Using the sum disturbance method, find a compact form of the following sums:

Question

I tried to solve these two examples, but without success, could someone help me solve it because I got stuck on them and don't understand how to solve them.
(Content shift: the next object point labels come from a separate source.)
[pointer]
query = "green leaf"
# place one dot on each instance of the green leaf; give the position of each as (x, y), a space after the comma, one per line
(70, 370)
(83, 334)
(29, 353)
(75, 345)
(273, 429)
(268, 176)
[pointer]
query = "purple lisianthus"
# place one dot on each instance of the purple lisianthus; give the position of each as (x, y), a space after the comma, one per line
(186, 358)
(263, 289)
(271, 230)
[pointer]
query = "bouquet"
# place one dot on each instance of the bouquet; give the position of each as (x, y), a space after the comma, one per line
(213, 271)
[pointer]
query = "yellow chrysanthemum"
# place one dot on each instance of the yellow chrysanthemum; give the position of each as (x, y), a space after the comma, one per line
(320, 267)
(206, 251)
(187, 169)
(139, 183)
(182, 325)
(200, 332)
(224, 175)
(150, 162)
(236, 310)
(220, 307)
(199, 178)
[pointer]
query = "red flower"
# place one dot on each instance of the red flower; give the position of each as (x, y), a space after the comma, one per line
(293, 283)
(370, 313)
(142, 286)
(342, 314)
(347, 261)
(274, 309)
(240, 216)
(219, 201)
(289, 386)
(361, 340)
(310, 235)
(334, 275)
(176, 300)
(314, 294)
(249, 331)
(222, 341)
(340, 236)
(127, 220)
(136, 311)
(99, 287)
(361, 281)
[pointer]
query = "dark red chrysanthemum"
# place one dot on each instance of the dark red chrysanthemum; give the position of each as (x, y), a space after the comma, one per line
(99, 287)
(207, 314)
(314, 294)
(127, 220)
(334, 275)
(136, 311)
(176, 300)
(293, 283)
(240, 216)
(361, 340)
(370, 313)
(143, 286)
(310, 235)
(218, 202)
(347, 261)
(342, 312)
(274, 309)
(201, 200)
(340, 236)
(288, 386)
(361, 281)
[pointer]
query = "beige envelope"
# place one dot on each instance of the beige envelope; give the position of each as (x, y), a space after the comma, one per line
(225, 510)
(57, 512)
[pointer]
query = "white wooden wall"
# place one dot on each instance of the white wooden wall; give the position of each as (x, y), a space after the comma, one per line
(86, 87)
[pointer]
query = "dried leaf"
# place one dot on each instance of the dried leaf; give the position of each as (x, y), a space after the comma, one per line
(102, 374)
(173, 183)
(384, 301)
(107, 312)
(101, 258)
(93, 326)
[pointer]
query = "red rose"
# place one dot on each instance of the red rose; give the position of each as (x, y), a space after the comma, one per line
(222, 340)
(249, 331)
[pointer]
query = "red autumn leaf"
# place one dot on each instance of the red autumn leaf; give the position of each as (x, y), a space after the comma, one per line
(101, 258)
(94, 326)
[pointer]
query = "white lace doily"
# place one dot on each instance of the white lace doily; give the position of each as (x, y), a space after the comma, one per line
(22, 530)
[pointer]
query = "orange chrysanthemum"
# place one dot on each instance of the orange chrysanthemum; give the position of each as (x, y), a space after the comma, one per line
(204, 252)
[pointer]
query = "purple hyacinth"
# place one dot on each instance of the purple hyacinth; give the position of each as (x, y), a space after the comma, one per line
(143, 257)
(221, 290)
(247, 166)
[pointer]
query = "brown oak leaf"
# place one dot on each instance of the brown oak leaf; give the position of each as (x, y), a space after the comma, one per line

Using the sum disturbance method, find a compact form of the following sums: \begin{align} &\textrm{(a)} &&\sum_{k=1}^n{(-1)^k \frac{k}{2^{k-1}}}\\ &\textrm{(b)} &&\sum_{k=1}^n{(1+k2^{k-1})^2} \end{align}

The disturbance method is sum $${s_{n+1} = a_{1} + a_2 + \dots + a_n + a_{n+1}}$$ expressed in two ways. The first is obvious: $$s_{n+1} = s_n + a_{n+1}.$$ The second is to present $s_{n+1}$ in form: $$s_{n+1} = a_1 + f(s_n),$$ where f is a function. Then we get the equality $$s_n + a_{n+1} = a_1 + f(s_n).$$ This equality can be treated as an equation with one unknown $s_n$. When it is solved in relation to this unknown, we obtain a compact form of a sum.

Answer 1

For part (a), \begin{align} f(s_n) &=s_{n+1}-a_1\\ &=\sum_{k=2}^{n+1}{(-1)^k \frac{k}{2^{k-1}}}\\ &=\sum_{k=1}^n {(-1)^{k+1} \frac{k+1}{2^k}}\\ &=-\frac{1}{2}\sum_{k=1}^n (-1)^k \frac{k}{2^{k-1}} -\sum_{k=1}^n \left(-\frac{1}{2}\right)^k\\ &=-\frac{s_n}{2} -\frac{-1/2-(-1/2)^{n+1}}{1-(-1/2)}\\ &=-\frac{s_n}{2} +\frac{1-(-1/2)^n}{3}, \end{align} so $s_n + a_{n+1} = a_1 + f(s_n)$ becomes $$s_n + (-1)^{n+1} \frac{n+1}{2^n} = -1 -\frac{s_n}{2} +\frac{1-(-1/2)^n}{3},$$ which implies that $$s_n = \frac{2}{3}\left((-1)^n \frac{n+1}{2^n} -1 +\frac{1-(-1/2)^n}{3}\right) = \frac{2}{9}\left((3n+2)\left(\frac{-1}{2}\right)^n -2\right). $$

Answer 2

Take case (a). Your sum and $f(s_n)$ is:

$\begin{align*} s_n &= \sum_{1 \le k \le n} (-1)^k \frac{k}{2^{k - 1}} \\ f(s_n) &= \sum_{2 \le k \le n + 1} (-1)^k \frac{k}{2^{k - 1}} \\ &= \sum_{1 \le k \le n} (-1)^{k + 1} \frac{k + 1}{2^k} \\ &= \frac{-1}{2} \left( \sum_{1 \le k \le n} (-1)^k \frac{k}{2^{k - 1}} + \sum_{1 \le k \le n} (-1)^k \frac{1}{2^{k - 1}} \right) \\ &= \frac{-1}{2} \left( s_n + \sum_{1 \le k \le n} (-1)^k \frac{1}{2^{k - 1}} \right) \end{align*}$

I'm sure you can take it from here.

Critical step is to transform the sum for $2 \le k \le n + 1$ into something involving $1 \le k \le n$ (shift indices) and then massage into an expression with the original coefficients. If any leftovers are easy to handle, you are done.